鎌倉初期、建久8年(1197)の建立で国宝。正面五間、側面四間、向拝一間、入母屋造、桧皮葺き。三間堂の身舎の両側面に縋破風(すがるはふう)で庇を付けた形式。身舎正面の柱間装置は蔀戸を付け、斗きょうは出三斗(でみつど)としています。斗きょうと斗きょうの間の中備(なかぞなえ)は蟇又(かえるまた)で鎌倉時代の特徴を良く出しています。
三番目は法隆寺の聖霊院。
鎌倉中期の弘安7年(1284)に旧僧房の東室を改造した建物でこちらも国宝。正面五間、側面七間、妻入、切妻造、本瓦葺きの身舎の正面一間通りに庇と向拝を付けています。正面の斗きょうは平三斗、側面は出三斗とし、庇は船肘木にしています。また、妻飾りは叉首組(さすぐみ)で、金剛峰寺不動堂も写真では見えませんが同じです。
ここまで、前回と併せて六件の住宅風仏堂建築を紹介しました。
このような寝殿造りの影響は仏堂だけではなく、実は神社建築にもおよんでいます。もちろん、宮島の厳島神社はその代表的な例なんですが、しかし、神社建築本殿の場合は、神明造(しんめいづくり)や大社造(たいしゃづくり)、流れ造(ながれづくり)などといった神社建築の確立した様式があるため、あまり顕著な影響は見受けらません。それでも拝殿などには、いくつか影響を受けた例が残されています。
では、神社の住宅風建築から、まず京都の宇治上神社拝殿をご紹介します。
鎌倉時代前期の建立で国宝。正面八間側面三間、切妻造で両端に縋破風の庇を付けた形式。庇部分の柱には船肘木を載せ、化粧垂木は疎ら垂木とし、妻飾りは木連格子(きづれごうし)で、棟には獅子口(ししぐち)が載っています。すがすがしさをも感じさせる軒反りと縋破風、その流麗な桧皮屋根はお見事!すばらしいです。
そうそう、この宇治上神社の本殿は、平安時代後期の流れ造で日本最古の神社建築なんです。また、機会があったら詳しい説明をします。
次に、京都の醍醐寺(上醍醐)清滝宮拝殿。
室町時代中期、永享6年(1434)の建立で国宝。正面三間側面七間、桧皮葺入母屋造に、正面三間は軒唐破風の向拝を付け、妻飾りはこちらも木連格子。棟にはやはり獅子口が載っています。

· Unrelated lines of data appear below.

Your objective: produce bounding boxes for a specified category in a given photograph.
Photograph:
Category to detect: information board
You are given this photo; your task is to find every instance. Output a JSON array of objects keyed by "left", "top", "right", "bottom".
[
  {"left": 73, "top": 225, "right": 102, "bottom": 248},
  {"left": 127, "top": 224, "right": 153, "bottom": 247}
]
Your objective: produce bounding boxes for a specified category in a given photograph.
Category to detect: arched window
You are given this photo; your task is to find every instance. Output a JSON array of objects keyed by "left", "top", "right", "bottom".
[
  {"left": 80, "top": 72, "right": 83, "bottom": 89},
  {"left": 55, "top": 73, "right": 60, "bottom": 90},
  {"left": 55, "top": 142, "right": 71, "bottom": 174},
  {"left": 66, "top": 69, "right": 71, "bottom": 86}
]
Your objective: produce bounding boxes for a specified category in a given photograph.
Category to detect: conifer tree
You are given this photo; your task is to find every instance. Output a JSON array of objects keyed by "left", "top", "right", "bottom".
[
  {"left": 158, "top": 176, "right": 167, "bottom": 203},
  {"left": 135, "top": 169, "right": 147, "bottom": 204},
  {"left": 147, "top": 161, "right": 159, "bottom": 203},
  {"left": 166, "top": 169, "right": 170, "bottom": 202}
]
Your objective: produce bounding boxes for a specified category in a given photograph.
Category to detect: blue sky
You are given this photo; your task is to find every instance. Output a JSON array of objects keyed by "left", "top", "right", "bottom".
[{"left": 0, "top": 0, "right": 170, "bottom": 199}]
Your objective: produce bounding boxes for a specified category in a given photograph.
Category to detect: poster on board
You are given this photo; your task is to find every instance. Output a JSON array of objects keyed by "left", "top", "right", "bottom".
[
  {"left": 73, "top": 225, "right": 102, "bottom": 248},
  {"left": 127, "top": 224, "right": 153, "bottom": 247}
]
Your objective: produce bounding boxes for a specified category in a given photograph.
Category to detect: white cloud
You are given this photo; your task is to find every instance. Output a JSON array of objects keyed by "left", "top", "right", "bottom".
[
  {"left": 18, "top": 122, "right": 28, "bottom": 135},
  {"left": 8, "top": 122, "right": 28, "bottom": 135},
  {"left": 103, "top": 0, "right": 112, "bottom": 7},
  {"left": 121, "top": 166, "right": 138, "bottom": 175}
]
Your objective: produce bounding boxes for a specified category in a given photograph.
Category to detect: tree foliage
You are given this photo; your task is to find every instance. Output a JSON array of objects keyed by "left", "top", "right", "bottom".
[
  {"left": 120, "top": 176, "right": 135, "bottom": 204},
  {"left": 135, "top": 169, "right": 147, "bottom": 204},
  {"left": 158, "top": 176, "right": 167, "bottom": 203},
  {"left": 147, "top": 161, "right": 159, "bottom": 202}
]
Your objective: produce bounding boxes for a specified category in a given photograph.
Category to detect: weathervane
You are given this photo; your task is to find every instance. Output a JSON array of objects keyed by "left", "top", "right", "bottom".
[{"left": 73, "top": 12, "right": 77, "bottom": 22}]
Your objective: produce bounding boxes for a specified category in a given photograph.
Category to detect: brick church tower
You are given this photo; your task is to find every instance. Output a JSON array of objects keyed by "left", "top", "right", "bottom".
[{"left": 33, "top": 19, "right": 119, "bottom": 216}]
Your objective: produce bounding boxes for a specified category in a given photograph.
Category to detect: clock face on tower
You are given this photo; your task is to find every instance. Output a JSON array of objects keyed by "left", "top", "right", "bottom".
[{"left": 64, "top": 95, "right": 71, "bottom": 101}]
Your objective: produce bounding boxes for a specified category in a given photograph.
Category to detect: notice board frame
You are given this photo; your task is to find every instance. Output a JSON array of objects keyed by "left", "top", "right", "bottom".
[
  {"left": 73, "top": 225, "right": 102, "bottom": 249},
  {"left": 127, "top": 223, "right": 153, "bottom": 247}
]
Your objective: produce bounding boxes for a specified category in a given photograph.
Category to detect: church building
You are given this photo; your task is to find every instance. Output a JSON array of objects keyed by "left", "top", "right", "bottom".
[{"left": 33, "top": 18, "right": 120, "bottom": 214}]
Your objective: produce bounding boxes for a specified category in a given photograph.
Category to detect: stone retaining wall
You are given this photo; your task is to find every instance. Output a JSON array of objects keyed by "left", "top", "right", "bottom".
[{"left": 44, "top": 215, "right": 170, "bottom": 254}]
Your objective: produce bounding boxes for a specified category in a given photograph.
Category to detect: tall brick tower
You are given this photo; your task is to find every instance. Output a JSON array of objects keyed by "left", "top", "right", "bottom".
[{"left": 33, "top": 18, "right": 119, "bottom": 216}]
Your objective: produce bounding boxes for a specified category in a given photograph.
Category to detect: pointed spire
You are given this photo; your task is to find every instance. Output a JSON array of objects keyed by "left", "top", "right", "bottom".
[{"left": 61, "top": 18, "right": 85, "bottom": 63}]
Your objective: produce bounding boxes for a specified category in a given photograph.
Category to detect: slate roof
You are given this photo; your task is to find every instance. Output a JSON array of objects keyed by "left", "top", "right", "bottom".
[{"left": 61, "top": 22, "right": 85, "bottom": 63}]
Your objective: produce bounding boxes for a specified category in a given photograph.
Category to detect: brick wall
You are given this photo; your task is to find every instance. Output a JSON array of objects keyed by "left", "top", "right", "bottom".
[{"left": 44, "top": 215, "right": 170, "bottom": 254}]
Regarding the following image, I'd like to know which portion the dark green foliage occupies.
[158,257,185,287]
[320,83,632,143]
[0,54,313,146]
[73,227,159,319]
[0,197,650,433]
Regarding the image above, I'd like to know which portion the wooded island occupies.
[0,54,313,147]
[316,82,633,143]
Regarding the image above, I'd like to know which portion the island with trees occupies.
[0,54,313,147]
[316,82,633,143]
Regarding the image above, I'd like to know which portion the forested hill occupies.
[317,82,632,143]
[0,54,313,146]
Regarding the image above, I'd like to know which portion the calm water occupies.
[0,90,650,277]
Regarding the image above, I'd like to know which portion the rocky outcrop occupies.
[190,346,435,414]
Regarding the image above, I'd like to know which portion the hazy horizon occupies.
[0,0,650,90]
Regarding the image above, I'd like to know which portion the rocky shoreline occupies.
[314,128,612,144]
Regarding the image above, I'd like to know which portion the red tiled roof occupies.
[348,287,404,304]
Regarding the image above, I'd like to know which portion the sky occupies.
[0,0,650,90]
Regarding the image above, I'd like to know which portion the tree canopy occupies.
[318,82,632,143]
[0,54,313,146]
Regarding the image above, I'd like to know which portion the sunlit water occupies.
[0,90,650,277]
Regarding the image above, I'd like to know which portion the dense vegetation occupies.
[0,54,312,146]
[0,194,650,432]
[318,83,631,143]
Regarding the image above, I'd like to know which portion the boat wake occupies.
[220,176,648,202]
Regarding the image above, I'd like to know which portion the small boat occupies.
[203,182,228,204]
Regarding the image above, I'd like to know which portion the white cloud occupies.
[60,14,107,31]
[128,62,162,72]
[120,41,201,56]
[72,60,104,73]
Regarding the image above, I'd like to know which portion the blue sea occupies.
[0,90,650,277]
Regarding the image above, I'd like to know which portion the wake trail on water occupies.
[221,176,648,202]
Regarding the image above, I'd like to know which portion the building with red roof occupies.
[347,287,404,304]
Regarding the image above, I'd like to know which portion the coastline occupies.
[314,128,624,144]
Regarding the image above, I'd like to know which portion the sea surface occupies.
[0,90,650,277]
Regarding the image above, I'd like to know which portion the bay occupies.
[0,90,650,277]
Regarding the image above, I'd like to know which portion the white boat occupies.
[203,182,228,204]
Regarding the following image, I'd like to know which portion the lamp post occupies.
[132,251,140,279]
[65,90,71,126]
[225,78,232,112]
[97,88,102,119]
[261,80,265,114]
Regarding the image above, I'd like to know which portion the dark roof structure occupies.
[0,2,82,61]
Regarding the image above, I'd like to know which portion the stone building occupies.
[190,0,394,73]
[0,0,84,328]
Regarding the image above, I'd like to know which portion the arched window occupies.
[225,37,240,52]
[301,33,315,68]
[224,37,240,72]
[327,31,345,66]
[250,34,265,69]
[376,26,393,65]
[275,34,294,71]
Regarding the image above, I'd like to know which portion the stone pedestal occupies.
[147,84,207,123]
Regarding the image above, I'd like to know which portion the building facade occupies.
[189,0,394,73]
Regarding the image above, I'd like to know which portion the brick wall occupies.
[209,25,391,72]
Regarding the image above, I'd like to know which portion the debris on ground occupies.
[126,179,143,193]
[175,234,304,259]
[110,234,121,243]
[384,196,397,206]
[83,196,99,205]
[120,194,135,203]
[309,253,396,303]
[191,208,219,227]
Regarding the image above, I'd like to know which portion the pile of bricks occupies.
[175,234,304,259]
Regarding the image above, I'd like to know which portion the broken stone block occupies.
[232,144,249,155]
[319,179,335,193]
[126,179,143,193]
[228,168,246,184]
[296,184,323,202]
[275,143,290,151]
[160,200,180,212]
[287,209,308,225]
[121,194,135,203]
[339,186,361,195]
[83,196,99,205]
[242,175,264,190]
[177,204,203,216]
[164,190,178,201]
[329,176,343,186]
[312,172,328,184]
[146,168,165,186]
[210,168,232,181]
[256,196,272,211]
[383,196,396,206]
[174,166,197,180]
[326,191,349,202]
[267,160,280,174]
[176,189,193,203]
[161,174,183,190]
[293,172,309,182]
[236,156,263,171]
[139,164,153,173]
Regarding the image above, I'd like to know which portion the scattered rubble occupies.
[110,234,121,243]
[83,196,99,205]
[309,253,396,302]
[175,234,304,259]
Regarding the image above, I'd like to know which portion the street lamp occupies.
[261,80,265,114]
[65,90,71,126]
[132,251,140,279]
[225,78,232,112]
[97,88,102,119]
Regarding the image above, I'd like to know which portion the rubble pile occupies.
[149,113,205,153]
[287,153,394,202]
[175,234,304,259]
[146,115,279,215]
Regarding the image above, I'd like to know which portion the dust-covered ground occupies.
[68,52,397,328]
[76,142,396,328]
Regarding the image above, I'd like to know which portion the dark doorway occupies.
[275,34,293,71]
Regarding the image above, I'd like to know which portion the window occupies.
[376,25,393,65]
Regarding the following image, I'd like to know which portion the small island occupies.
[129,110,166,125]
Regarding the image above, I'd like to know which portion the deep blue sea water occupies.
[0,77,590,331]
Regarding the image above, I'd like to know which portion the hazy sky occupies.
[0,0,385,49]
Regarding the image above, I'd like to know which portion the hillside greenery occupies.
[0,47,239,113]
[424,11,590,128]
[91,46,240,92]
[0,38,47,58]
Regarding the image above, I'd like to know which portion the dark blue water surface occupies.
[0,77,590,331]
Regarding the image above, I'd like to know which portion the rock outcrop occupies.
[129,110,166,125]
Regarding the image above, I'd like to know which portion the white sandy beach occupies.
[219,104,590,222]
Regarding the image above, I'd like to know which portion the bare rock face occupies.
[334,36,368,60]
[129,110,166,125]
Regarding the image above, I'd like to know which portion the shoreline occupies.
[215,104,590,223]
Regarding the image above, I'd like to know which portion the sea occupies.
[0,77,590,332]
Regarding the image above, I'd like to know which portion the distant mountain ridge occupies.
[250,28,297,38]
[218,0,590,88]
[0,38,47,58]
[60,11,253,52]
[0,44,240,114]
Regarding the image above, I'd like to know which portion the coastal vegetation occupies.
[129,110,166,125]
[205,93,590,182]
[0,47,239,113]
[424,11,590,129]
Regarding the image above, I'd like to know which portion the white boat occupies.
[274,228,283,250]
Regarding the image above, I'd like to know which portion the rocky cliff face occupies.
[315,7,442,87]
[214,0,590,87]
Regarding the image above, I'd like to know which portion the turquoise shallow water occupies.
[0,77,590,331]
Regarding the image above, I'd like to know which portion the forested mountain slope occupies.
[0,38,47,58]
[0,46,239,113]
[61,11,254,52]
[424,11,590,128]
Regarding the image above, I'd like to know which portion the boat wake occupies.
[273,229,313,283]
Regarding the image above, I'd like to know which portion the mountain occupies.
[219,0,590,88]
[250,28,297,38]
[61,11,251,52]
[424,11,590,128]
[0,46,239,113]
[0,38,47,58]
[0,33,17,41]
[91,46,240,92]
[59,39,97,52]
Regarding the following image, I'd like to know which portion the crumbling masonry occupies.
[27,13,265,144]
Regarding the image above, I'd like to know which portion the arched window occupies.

以上が私の思い出した寝殿造りの影響を強く受けた建築です。お気づきでしょうが、長作の観音堂以外は全て国宝です。その理由としては、恐らくこのような遺構は、非常に少なく、そして何よりもその意匠が斬新で美しいからではないでしょうか。前回も説明したように質素な造りではありますが、身舎から庇を出したり、裳階を付けるなど、軒を低くするための手法はデザイン的にも技術的にも素晴らしく、落ち着いた優雅な雰囲気を出すための工夫が随所に見受けられます。
派手さがないぶん、一般の観光客にはあまり知られてないお寺やお宮ばかりですが、日本建築の水準の高さや日本人の美意識を知る上でも、機会がありましたら、ぜひ観て頂きたい建築です。